S. Narayanan1, A. N. Martin1, F. E. Turrentine1, T. W. Bauer1, R. B. Adams1, V. M. Zaydfudim1  1University Of Virginia,Department Of Surgery,Charlottesville, VA, USA

Introduction:
Safety of pancreaticoduodenectomy has improved significantly in the past two decades. Current inpatient and 30-day mortality rates are low. However, incidence and causes of 90-day and 1-year mortality are poorly defined and largely unexplored. 

Methods:
All patients who had pancreaticoduodenectomy between 2007 and 2016 were included in this single institution retrospective cohort study.  Distributions of postoperative pancreatectomy-specific morbidity and cause-specific mortality were compared between early (within 90-days) and late (91-365 days) post-operative recovery period.   

Results:
A total of 552 pancreaticoduodenectomies were performed during the study period. Clinically significant pancreatic leak (11.8% versus 0%) and intra-abdominal abscess not related to pancreatic leak (4.0% versus 0.4%) were more common during early rather than late post-operative period (both p<0.001).
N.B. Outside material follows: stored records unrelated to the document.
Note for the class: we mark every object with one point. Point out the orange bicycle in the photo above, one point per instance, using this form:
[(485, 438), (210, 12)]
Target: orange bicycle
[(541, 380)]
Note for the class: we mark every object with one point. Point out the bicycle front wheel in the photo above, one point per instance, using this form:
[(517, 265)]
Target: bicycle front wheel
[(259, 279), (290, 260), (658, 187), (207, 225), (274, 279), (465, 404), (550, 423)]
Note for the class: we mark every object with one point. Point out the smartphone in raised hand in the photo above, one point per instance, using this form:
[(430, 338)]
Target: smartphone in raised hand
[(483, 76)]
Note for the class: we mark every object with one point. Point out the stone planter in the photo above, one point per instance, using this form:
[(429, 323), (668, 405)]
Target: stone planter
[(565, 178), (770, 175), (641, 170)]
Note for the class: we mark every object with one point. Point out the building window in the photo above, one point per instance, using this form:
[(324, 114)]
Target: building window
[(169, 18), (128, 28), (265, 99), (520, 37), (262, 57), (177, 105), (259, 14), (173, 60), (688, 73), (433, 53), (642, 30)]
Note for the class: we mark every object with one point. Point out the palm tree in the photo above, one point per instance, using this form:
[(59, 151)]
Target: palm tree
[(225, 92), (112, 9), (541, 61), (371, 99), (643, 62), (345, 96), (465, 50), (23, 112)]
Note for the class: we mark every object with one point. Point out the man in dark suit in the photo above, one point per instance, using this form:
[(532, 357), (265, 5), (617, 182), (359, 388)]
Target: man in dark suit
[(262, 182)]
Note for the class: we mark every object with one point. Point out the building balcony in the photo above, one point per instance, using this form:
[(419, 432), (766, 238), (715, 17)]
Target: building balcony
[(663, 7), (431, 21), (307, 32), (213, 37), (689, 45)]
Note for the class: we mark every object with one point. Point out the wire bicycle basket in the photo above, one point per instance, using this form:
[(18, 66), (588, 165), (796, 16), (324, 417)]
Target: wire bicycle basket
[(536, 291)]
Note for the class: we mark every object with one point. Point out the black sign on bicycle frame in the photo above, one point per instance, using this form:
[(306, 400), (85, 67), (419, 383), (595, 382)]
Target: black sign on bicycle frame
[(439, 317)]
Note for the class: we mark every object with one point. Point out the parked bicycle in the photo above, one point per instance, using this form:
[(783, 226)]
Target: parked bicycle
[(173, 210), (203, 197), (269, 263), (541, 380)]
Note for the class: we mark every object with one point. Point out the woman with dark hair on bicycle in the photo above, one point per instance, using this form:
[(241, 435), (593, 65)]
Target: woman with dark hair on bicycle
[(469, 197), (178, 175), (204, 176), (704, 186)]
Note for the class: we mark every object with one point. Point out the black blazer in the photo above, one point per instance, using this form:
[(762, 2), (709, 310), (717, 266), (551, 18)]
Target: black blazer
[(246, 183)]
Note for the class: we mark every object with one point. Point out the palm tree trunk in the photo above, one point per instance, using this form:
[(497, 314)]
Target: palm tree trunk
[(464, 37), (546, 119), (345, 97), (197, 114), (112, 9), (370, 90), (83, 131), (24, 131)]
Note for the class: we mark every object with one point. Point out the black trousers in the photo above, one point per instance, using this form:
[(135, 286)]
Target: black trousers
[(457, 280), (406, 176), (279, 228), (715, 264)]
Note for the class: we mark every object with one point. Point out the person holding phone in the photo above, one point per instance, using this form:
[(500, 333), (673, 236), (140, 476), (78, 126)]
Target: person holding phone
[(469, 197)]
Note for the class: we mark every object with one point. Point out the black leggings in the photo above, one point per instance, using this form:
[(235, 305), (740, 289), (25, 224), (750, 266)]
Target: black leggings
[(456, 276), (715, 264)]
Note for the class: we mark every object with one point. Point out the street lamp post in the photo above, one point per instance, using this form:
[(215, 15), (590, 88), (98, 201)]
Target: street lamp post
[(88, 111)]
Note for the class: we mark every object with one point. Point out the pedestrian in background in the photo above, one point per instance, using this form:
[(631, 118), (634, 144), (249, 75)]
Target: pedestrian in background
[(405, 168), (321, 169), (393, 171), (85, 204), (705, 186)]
Proportion of re-operations were higher in early compared to late post-operative period (6.5% versus 3.8%, respectively, p=0.041). Mortality at 30, 90, 180, and 365 days following pancreaticoduodenectomy was 6 (1.1%), 20 (3.6%), 45 (8.2%), and 90 (16.3%) patients, respectively. Causes of early and late mortality varied significantly (p<0.001). The most common cause of death within 90 days was due to intra-abdominal infection, sepsis and multiple system organ failure in 10 (50%) patients, followed by post-pancreatectomy hemorrhage in 4 patients (20%), and cardiopulmonary arrest from myocardial infarction or pulmonary embolus in 3 (15%) patients. In contrast, recurrent cancer was the most common cause of death in 45 (64%) patients during the late post-operative period between 91 and 365 days. Mortality from failure to thrive and debility, which was most frequently associated with delayed gastric emptying and failure of nutritional recovery, was similar between early (within 90-days) and late (91-365 days) post-operative periods (15% versus 16%, p=0.856). 

Conclusion:
A majority of quality improvement initiatives in patients selected for pancreaticoduodenectomy have focused on reduction of technical complications and improvement of early post-operative mortality. Further reduction in post-operative mortality after pancreaticoduodenectomy can be achieved by improving patient selection, mitigating post-operative malnutrition, and optimizing preoperative cancer staging and management strategies.